La crise finale ne vint pas d'une tempête unique mais de la corrosion continue des ressources et de la confiance. Alors que la longue marche s'enfonçait plus profondément dans le pays, les ressentiments se durcissaient. La Salle avait toujours été un homme qui agissait par volonté et calcul, mais il se faisait aussi des ennemis par une discipline stricte et en faisant valoir des revendications qui exigeaient des sacrifices des autres. En mars 1687, un groupe d'hommes, épuisés et craintifs, croyant que leur chef les avait poussés trop loin, se retourna contre La Salle. Il fut attaqué et tué sur une route terrestre dans ce qui est aujourd'hui l'est du Texas — la fin violente d'un homme qui s'était donné au projet de rendre la géographie politique.
Le meurtre fut le moment le plus décisif de l'expédition : non seulement un acte de violence mais l'effondrement d'un projet personnel dans la réalité des limites humaines. Des corps furent laissés dans des endroits où aucun cartographe ne pouvait facilement les récupérer. La colonie au fort, privée de son fondateur et souffrant de pénurie, glissa dans une vulnérabilité qui invita à l'intervention étrangère. L'équipement était éparpillé ; les documents d'intention luttaient pour survivre à l'humidité.

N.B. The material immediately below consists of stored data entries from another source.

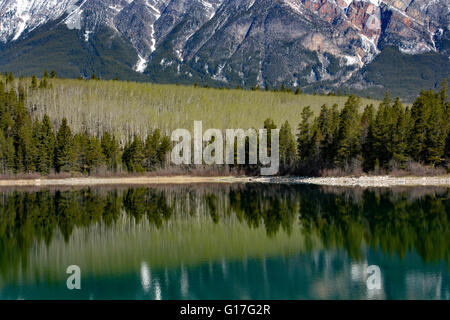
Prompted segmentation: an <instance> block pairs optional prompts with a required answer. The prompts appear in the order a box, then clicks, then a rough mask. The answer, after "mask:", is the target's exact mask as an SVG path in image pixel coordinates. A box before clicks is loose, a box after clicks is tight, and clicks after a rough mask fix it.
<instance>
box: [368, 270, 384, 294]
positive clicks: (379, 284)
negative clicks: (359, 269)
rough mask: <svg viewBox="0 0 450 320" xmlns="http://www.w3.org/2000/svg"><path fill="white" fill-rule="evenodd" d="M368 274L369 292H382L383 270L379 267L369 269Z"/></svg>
mask: <svg viewBox="0 0 450 320" xmlns="http://www.w3.org/2000/svg"><path fill="white" fill-rule="evenodd" d="M367 274H368V275H369V276H368V277H367V280H366V285H367V289H369V290H381V270H380V267H379V266H377V265H372V266H368V267H367Z"/></svg>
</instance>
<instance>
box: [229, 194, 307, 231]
mask: <svg viewBox="0 0 450 320" xmlns="http://www.w3.org/2000/svg"><path fill="white" fill-rule="evenodd" d="M229 198H230V207H231V210H233V211H234V212H235V213H236V215H237V217H238V218H239V220H240V221H243V220H245V221H246V222H247V224H248V225H249V226H250V227H254V228H257V227H259V226H260V224H261V223H264V226H265V228H266V231H267V234H268V235H269V236H273V235H275V234H276V233H277V232H278V231H279V229H280V227H281V228H282V229H283V230H284V231H286V232H288V233H291V232H292V228H293V224H294V221H295V219H296V215H297V213H298V205H297V201H295V200H294V198H293V197H292V194H291V193H290V192H288V193H279V192H277V191H275V192H267V190H264V189H259V188H258V187H253V186H249V187H247V188H245V189H242V190H238V191H234V190H231V191H230V195H229Z"/></svg>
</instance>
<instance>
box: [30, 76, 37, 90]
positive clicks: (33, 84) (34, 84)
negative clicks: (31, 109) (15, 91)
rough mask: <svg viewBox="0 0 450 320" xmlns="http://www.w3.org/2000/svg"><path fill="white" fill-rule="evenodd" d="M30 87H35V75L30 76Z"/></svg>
mask: <svg viewBox="0 0 450 320" xmlns="http://www.w3.org/2000/svg"><path fill="white" fill-rule="evenodd" d="M31 89H37V78H36V76H35V75H33V76H32V77H31Z"/></svg>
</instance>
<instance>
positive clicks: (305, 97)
mask: <svg viewBox="0 0 450 320" xmlns="http://www.w3.org/2000/svg"><path fill="white" fill-rule="evenodd" d="M0 79H1V80H0V167H1V168H0V171H1V173H2V174H4V175H17V174H33V173H38V174H42V175H49V174H61V173H68V174H83V175H98V174H105V173H144V172H158V171H160V170H161V169H164V170H166V171H165V172H167V170H170V169H171V168H170V163H169V161H168V160H169V159H168V158H169V157H168V153H169V151H170V150H171V146H172V145H171V141H170V138H169V136H168V135H169V132H170V128H173V127H176V126H177V124H180V123H181V121H176V119H177V118H179V117H180V116H182V112H181V111H182V110H172V112H171V116H172V117H174V118H175V120H174V119H171V120H170V121H171V122H172V123H171V124H166V125H164V124H163V123H161V119H158V118H155V119H154V123H153V124H152V123H150V122H148V123H147V124H146V125H139V126H134V125H133V123H130V122H129V121H128V123H127V125H128V126H127V129H126V130H125V131H123V130H118V128H117V126H116V125H115V124H114V122H113V121H109V122H108V121H105V120H103V121H102V120H101V119H100V118H97V119H95V121H92V118H91V117H89V113H88V114H84V115H82V116H80V112H75V110H72V111H71V110H70V109H71V105H68V106H59V109H58V106H56V107H55V105H56V103H55V101H56V100H57V99H61V98H60V95H61V92H62V91H58V95H53V93H54V92H55V91H56V90H57V89H58V88H56V89H55V87H56V86H61V81H65V80H61V79H57V77H56V73H55V72H54V71H52V72H51V73H50V74H49V73H48V72H44V75H43V76H42V78H41V79H37V78H36V77H35V76H33V77H32V78H31V79H24V78H22V77H21V78H20V79H15V78H14V75H13V74H12V73H5V74H4V75H3V76H2V77H1V78H0ZM67 81H70V83H71V85H72V88H73V86H74V85H73V83H77V82H78V83H79V86H80V87H83V86H86V83H93V85H95V86H98V85H101V86H111V87H114V86H115V85H116V84H115V82H117V81H101V80H98V79H95V78H93V79H91V80H67ZM59 88H60V87H59ZM161 88H164V86H161V85H160V86H159V87H157V89H158V90H163V89H161ZM169 88H170V90H177V88H176V86H169ZM91 89H92V87H89V90H91ZM282 89H283V88H282ZM179 90H180V91H183V90H185V91H186V90H190V91H187V92H190V93H189V94H190V96H189V97H188V98H189V99H191V100H192V99H193V97H195V96H193V95H192V92H193V91H195V90H203V91H202V92H203V94H204V93H205V92H206V93H208V92H210V93H211V95H212V96H214V95H216V96H217V95H220V94H222V95H224V94H226V95H228V96H227V99H229V100H233V101H234V102H233V109H232V110H225V112H227V111H233V112H235V113H237V114H234V115H233V116H234V117H237V118H242V115H241V117H239V115H240V113H239V108H243V106H242V105H240V103H242V100H237V96H236V93H234V91H237V92H238V94H239V97H244V96H246V95H249V96H251V95H252V94H253V95H254V96H253V98H252V99H254V100H256V101H258V99H259V100H262V98H261V97H259V96H257V94H261V95H264V96H262V97H263V99H264V98H268V97H269V96H268V94H271V95H274V96H270V97H271V98H272V101H275V99H280V101H291V102H292V101H294V102H295V101H296V100H290V99H293V98H292V97H295V99H301V98H302V96H303V95H302V94H301V92H296V93H293V92H290V91H288V90H281V91H280V92H278V90H277V92H274V93H272V92H269V93H267V92H261V93H259V92H256V93H254V92H251V91H246V90H240V89H234V90H219V89H212V88H208V89H205V88H192V89H186V88H182V87H180V89H179ZM192 90H193V91H192ZM221 91H229V92H230V93H227V92H224V93H222V92H221ZM67 92H68V90H66V94H67ZM74 92H75V91H74ZM217 92H220V93H217ZM447 92H448V88H447V83H446V82H445V81H443V82H442V84H441V89H440V91H439V92H434V91H432V90H430V91H422V92H421V93H420V94H419V96H418V97H417V99H416V100H415V102H414V103H413V104H412V105H406V106H405V105H403V103H402V102H401V101H400V99H398V98H397V99H391V98H390V97H389V95H388V94H386V97H385V99H384V100H383V101H381V102H380V103H379V105H374V101H373V100H367V99H365V100H363V99H362V98H360V97H356V96H354V95H351V96H346V97H339V98H340V99H345V102H344V103H343V106H340V105H339V104H338V103H334V104H332V105H331V106H330V105H327V104H326V103H325V104H323V105H322V106H321V107H320V108H318V107H317V106H316V107H315V108H314V107H311V106H309V105H308V106H303V107H302V108H295V107H292V108H290V111H289V112H295V113H296V114H297V118H298V119H299V120H298V123H295V122H294V123H292V122H291V123H290V122H289V121H288V120H287V119H286V120H285V121H284V122H278V125H280V124H281V126H280V164H281V170H280V174H303V175H324V174H336V173H337V172H340V173H346V174H357V173H359V174H362V173H363V172H366V173H381V172H383V173H386V172H392V171H396V170H405V171H408V172H412V173H421V172H424V170H425V169H423V168H432V169H436V168H437V169H440V170H441V172H443V173H444V172H447V173H448V163H449V159H450V126H449V106H450V103H449V101H448V96H447ZM92 95H94V93H93V92H92V91H91V96H92ZM230 95H231V98H230ZM57 96H58V97H57ZM74 96H76V94H75V95H74ZM91 96H89V98H90V99H95V98H96V96H95V95H94V96H93V97H91ZM36 97H39V99H36ZM44 97H47V98H48V101H47V100H45V99H44ZM52 97H53V99H52ZM172 97H174V96H172ZM175 97H176V96H175ZM180 97H181V94H180V95H179V96H178V98H179V100H181V98H180ZM324 98H333V97H321V96H316V97H313V96H309V95H308V96H305V97H304V99H305V100H306V101H312V100H316V101H315V103H316V104H317V101H321V99H322V100H323V99H324ZM121 99H125V100H127V99H128V100H129V101H132V99H134V96H133V95H130V96H129V97H125V98H124V97H121ZM189 99H188V100H189ZM205 99H207V97H205V96H202V97H201V99H200V101H199V102H198V103H197V106H198V105H201V104H202V103H204V104H206V103H207V102H202V101H203V100H205ZM241 99H242V98H241ZM245 99H247V98H245ZM30 100H32V101H33V103H30ZM96 101H98V100H96ZM327 101H332V100H327ZM166 103H169V104H170V103H172V102H171V101H167V102H166ZM292 103H293V102H292ZM149 104H150V105H151V102H149ZM176 104H178V105H182V104H183V103H182V101H181V102H180V101H178V102H176ZM364 104H365V105H364ZM52 105H53V107H51V106H52ZM280 106H281V107H280ZM283 107H286V106H285V105H282V104H280V105H273V106H272V109H275V110H272V111H271V112H270V113H269V112H267V113H268V114H267V115H266V114H265V112H266V111H267V110H268V109H267V108H268V107H267V106H265V107H264V108H261V110H258V109H256V110H253V112H256V113H259V117H267V119H266V120H265V121H264V123H261V125H264V128H266V129H276V128H277V127H278V125H277V122H276V121H280V118H279V117H278V118H277V120H276V121H274V120H273V119H272V118H271V115H273V114H274V113H275V114H277V113H280V112H281V111H282V108H283ZM149 108H150V107H149ZM167 108H170V106H169V107H167ZM276 108H278V109H276ZM63 109H64V110H65V111H64V112H68V113H70V112H71V113H73V114H75V116H76V117H78V118H75V119H76V120H77V121H74V118H72V120H71V121H69V120H68V118H67V117H62V118H61V117H60V114H61V113H62V112H59V110H63ZM144 109H145V108H142V112H143V113H145V110H144ZM67 110H69V111H67ZM159 110H161V107H160V108H159ZM212 112H214V110H212ZM217 112H218V113H219V112H224V111H223V110H222V111H217ZM57 115H58V116H57ZM108 115H109V116H110V117H111V118H110V119H112V117H113V115H111V113H108ZM199 116H200V115H199ZM209 116H211V115H209ZM245 116H247V115H245ZM137 117H139V113H137ZM258 119H260V118H258ZM290 119H291V121H293V120H292V119H296V118H294V117H291V118H290ZM166 120H167V121H169V120H168V119H166ZM197 120H202V119H201V118H199V119H197ZM258 121H259V120H258ZM155 123H157V124H158V125H159V127H156V126H155ZM229 123H230V122H227V123H222V126H221V128H222V129H224V126H225V125H227V124H229ZM249 123H252V124H253V125H254V124H255V123H256V122H255V120H254V119H253V120H252V121H249ZM291 124H292V125H291ZM74 127H75V129H74ZM122 128H123V127H122ZM236 168H237V167H236ZM184 169H185V172H186V173H189V172H191V171H192V169H193V167H186V168H184ZM216 169H217V168H215V170H216ZM223 169H225V168H223ZM227 169H229V168H227ZM237 169H243V170H244V171H245V173H247V174H255V172H257V171H256V170H255V167H254V166H247V167H239V168H237ZM437 169H436V170H437ZM204 170H206V171H207V170H209V169H208V168H206V167H204ZM224 171H225V170H224Z"/></svg>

Pourtant, de cette catastrophe émergea une découverte différente : la réalisation que ces côtes importaient à l'Espagne autant qu'à la France. La fragilité de la tentative française signala à d'autres empires que la côte du Golfe était plus qu'une ligne abstraite sur une carte. La mort de La Salle n'effaça pas la géographie qu'il avait traversée, mais elle rendit clair que traduire des rivières en possessions impériales nécessitait des ressources soutenues, plus que le courage et l'impatience d'un seul homme.
Le chapitre se termine sur une rive où le fort fume encore et où les hommes survivants se rassemblent pour enregistrer ce qu'ils peuvent. Le moment est à la fois une fin et un appel : une fin pour son leader, un appel pour d'autres à décider s'ils doivent sauver, se retirer ou contester. Ce qui suivit fut des recherches, des accusations et les lentes conséquences bureaucratiques qui détermineraient si un rêve serait enterré avec son créateur — et c'est là que l'histoire se déplace ensuite, dans la question des conséquences et l'ombre longue de la tentative de La Salle.